问题
Assume I have the folders ~/a/b in my home folder, and the folder b contains a symbolic link to '..' named 'symlink'. Then I perform the following actions in bash:
hm@mach:~$ cd a/b/symlink
hm@mach:~/a/b/symlink$ pwd -P
/home/hm/a
hm@mach:~/a/b/symlink$ cd ..
hm@mach:~/a/b$ pwd -P
/home/hm/a/b
pwd -P prints the current working directory, dereferencing all symbolic links. Why is the working directory /home/hm/a/b at the end, and not /home/hm?
回答1:
bash
is being "friendly"; when you cd /into/a/symlink/
, the shell remembers the old location (in $OLDPWD
) and will use that directory when you cd ..

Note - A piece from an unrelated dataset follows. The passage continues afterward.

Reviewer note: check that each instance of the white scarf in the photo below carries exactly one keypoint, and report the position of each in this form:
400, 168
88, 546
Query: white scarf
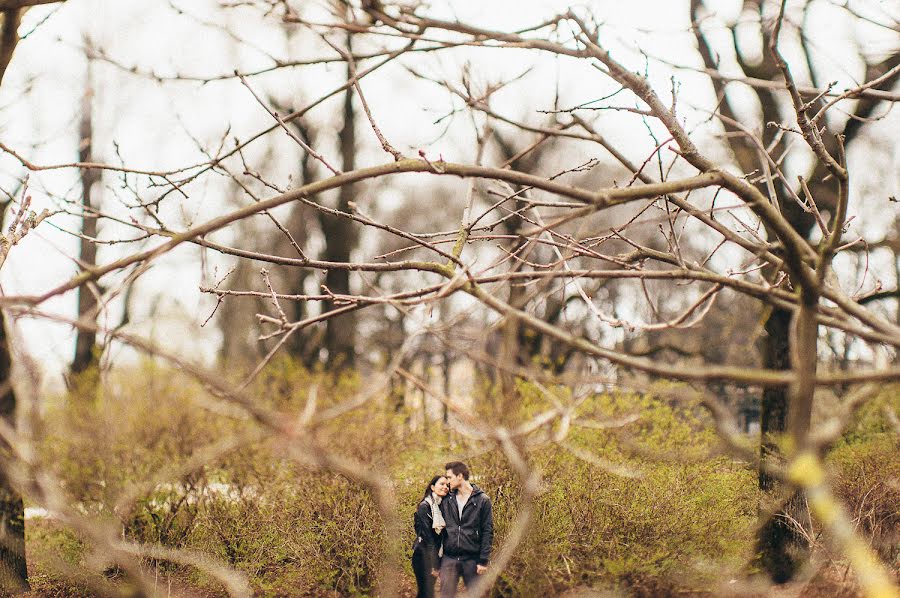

under the assumption that you want to return to the directory you were just in.
If you want to use the real ..
, then you must also use cd -P
:
The -P option says to use the physical directory
structure instead of following symbolic links (see
also the -P option to the set builtin command);
the -L option forces symbolic links to be followed.
$ cd
$ cd a/b/symlink
$ cd -P ..
$ pwd -P
/home/sarnold
$
回答2:
bash
keeps track of the logical current directory path, as shown in your prompt, and interprets things like cd ..
according to that. This makes things a little more consistent if you only use such paths in cd
(or pushd
), at the cost of unexpected things happening if you then expect the same thing to happen with paths in command arguments (or inside commands; emacs
and vim
have their own configurable rules for symlink handling, but most commands rely on the kernel to deal with it).